I received my training through Denver Seminary as a spiritual director and graduated last summer. Through Paraclete, I’m doing spiritual direction meetings with missionaries, pastors, and leaders via Zoom. Some people are overseas and some are here in the US. We do monthly meetings with guided readings of Scripture and some prayer time together. A lot of it is just asking them questions about their life with the Lord, their prayer life, how they’re doing in their relationship with God, what are the consolations and desolations of their life. Where are you noticing his presence? Where have you felt far from God? How are you processing the difficult parts of the journey? We have very open-ended conversations.
You say you do it part time. How does that split work?
I also work at Amazon as a delivery driver. It’s hard because I would like to be full time with Paraclete. But it’s been necessary to support my family. We had great seasons of fundraising when we were on the mission field. The Lord provided greatly. But we’ve moved around a few times, and it’s been a struggle because our connections have been scattered and I haven’t been able to raise the full-time support, just part-time. But I’m thankful that God has provided through that. I do four full-day shifts with Amazon, and then I have the other days available for family and my spiritual direction appointments. I devote Thursdays to my spiritual direction appointments, but it is a flexible schedule. One of the directees that I meet with is in India, so it’s a big time difference.

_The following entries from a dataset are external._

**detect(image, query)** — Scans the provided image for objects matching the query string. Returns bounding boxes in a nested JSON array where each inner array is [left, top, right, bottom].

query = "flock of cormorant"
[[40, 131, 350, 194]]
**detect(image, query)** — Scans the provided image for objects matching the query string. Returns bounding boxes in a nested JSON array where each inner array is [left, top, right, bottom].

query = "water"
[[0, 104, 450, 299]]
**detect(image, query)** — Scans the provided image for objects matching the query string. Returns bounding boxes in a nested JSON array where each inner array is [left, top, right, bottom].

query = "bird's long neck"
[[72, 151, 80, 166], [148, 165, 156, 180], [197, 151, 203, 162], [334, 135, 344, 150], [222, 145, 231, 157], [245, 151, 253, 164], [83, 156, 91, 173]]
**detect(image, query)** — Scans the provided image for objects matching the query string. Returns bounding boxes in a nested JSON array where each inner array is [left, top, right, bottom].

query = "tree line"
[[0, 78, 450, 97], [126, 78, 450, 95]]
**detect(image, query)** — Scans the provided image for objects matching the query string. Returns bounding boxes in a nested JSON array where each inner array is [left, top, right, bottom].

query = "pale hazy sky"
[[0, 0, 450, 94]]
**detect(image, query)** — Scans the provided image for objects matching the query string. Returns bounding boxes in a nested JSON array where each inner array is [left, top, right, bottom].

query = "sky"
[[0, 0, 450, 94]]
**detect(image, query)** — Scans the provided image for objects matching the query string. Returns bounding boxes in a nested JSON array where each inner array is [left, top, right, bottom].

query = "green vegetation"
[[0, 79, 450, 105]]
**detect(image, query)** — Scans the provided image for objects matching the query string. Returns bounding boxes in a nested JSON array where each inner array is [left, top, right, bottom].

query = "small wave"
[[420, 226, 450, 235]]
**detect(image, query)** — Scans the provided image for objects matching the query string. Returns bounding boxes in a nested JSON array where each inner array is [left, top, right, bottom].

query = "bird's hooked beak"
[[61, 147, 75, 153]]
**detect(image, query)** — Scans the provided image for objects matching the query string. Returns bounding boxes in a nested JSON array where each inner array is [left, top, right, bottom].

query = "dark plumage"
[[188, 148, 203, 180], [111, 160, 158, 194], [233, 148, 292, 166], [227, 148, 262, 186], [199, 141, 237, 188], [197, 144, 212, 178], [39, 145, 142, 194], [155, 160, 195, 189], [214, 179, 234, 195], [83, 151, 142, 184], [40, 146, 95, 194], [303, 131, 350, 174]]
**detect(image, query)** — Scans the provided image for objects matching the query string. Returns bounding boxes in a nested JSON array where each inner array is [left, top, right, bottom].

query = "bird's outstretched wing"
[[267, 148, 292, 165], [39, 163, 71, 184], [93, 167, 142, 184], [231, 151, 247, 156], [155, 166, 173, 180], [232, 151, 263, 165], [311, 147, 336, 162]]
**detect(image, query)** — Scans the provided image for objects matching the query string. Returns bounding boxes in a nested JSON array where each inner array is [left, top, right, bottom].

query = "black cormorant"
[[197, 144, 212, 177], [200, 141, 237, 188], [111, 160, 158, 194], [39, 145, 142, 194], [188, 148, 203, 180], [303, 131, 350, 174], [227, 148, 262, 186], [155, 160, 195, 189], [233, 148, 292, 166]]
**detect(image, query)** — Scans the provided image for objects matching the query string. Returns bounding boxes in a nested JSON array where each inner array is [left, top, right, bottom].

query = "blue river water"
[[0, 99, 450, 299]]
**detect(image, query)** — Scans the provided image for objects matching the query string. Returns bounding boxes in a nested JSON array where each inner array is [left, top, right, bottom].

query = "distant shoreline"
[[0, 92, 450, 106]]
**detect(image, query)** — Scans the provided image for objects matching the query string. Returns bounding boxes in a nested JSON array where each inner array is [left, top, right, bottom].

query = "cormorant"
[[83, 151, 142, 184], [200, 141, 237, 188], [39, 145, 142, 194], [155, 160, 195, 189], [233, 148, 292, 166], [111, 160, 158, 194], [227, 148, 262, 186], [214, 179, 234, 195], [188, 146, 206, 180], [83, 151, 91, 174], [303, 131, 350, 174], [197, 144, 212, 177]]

I meet with him at 9:30 at night during daylight savings time. And then I work with a guy in Germany first thing in the morning before I go to work. I just have to work around people’s schedules.
What are some of your plans for the future?
I’d like to be full-time with Paraclete doing soul care, spiritual direction, and spiritual formation work with missionaries, pastors, and leaders. I would love to do retreat ministry and to travel to minister to the directees in person.
What advice would you give someone considering your type of ministry?
Well, there’s a lot that could be said about that. Thinking in terms of my current focus on soul care and spiritual direction, I think of the scripture in Corinthians where Paul reminds them that all that you have is something that you’ve received from God. We can’t give what we haven’t received. That’s an important part of soul care and doing spiritual direction work with leaders. It’s a very interior-focused work. It’s not all about how many converts you got, and how many Bible studies you led. It’s not those quantifiable numbers. It’s this deep work of God that he’s doing slowly inside the soul of his people. To sit with people tending to that interior work in their lives, you have to have done that yourself. You have to have received from the Lord and from others deeply in those ways in order to do that sort of spiritual direction ministry. I’ve done it through some of my experience overseas and hitting some walls in my life where I entered a season of receiving a lot of counseling, a lot of care for my own soul and my own life, and then meeting with a spiritual director.
And now I have a spiritual direction supervision group where we meet once a month and receive from them. I’ve learned that my soul has deep needs, ways that I need to be ministered to and I need to be willing to go into those deeper places in my life. Again, especially if someone is going to give that sort of ministry to others, it helps to pay attention to that in their own inner world. So, I would say that if someone wants to go into spiritual direction or soul care ministry, that they continue to invest in their own soul care journey and be willing to go into some of those deeper places that the Lord wants to minister to. Having had some of those experiences myself, having been a missionary, having been a pastor, I can relate to other missionaries and other pastors. The more experiences you get, the better, so that you can relate to people who are now where you have been.